Asthma Products


Asthma Introduction

asthma2.jpg Asthma is a chronic lung disease characterized by spasm of the bronchi and bronchioles of the lungs. Also called our large and small airways, these two main branches of the trachea carry air in and out of lungs. Individuals with asthma have particularly sensitive airways that constrict in response to an external or internal trigger. The danger with an acute asthma attack is that the inflammation from a given attack may restrict an individual’s ability to breathe. Due to this, severe asthma attacks often become a medical emergency. However, with today’s advances in medicinal applications, asthma attacks are reversible and rarely fatal.

Asthma is divided into two different categories: extrinsic asthma and intrinsic asthma.

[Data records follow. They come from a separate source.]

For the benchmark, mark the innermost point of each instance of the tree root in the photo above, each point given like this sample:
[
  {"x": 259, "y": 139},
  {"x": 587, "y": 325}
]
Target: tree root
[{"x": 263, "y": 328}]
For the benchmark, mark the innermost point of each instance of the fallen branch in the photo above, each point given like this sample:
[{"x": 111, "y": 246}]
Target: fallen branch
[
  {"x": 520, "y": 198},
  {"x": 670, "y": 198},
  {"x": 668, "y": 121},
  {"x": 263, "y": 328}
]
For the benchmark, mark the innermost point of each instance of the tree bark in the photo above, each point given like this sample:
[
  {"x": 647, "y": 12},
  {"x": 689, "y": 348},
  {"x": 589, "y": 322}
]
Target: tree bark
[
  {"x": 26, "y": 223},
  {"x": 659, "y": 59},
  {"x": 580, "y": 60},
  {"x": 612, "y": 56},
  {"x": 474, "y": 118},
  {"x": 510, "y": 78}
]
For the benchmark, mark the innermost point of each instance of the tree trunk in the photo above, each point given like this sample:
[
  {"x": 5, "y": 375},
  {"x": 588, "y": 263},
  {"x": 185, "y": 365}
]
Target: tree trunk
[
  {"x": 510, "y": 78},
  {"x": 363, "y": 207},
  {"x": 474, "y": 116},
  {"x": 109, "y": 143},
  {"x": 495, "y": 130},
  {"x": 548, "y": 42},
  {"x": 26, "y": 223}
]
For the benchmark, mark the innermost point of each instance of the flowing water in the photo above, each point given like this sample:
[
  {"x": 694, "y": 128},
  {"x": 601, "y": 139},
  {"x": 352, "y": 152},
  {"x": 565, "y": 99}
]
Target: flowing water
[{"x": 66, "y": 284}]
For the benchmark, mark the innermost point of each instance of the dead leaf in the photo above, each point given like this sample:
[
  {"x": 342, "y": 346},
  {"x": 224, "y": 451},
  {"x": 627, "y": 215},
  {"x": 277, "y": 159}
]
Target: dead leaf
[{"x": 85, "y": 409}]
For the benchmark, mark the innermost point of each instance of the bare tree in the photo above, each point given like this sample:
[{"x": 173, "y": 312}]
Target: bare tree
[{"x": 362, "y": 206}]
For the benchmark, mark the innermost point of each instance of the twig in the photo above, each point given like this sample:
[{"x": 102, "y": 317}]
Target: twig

  • Extrinsic or atopic asthma is considered an allergic condition, where the immune system abnormally responds to allergens or antigens. Some extrinsic triggers include; pollens, animal dander, hair and saliva, dust mites, mold, foods (nuts, dairy, corn, citrus, wheat, yeast), food additives (dyes, preservatives, sulfites, MSG), or drugs (NSAIDs, aspirin).
  • Intrinsic asthma is non-allergenic and due to triggers such as toxic chemicals, climate (cold air, poor air quality), exercise, infection, nutritional deficiencies, infection (upper respiratory colds or flu), fumes (cigarette smoke, perfume, air pollutants, car fumes) or emotional stress. In both extrinsic and intrinsic asthma, the immune system reacts to an asthma-provoking trigger by releasing histamine and other chemicals that produce constriction, inflammation, and spasm in the respiratory tract.

Asthma Statistics

According to the American Academy of Allergy, Asthma and Immunology (1):

  • 20.3 million Americans suffer from asthma.
  • 10 million Americans have allergic asthma.
  • 9 million American children under 18 have been diagnosed with asthma.
  • The prevalence of asthma increased by 97 percent among women, compared with 22 percent among men, from 1982-1996.
  • The prevalence of asthma increased by 75% from 1980-1994.
  • The rate of asthma increased more than 160% among children under the age of five, from 1980-1994.

Asthma Symptoms

The severity of asthma symptoms may vary according to the individual. Many asthma sufferers experience symptoms if they come into contact with their asthma trigger. Others may experience symptoms at different times of the day, if they get a cold, or after exercise. The major symptoms associated with asthma are:

  • Wheezing
  • Shortness of breath
  • Difficulty breathing
  • A tight feeling in the chest
  • Coughing up phlegm

Asthma Treatment

With proper treatment and a self-management plan, asthma attacks can be prevented and kept under control. To help prevent an asthma attack, specific triggers should be identified and avoided whenever possible.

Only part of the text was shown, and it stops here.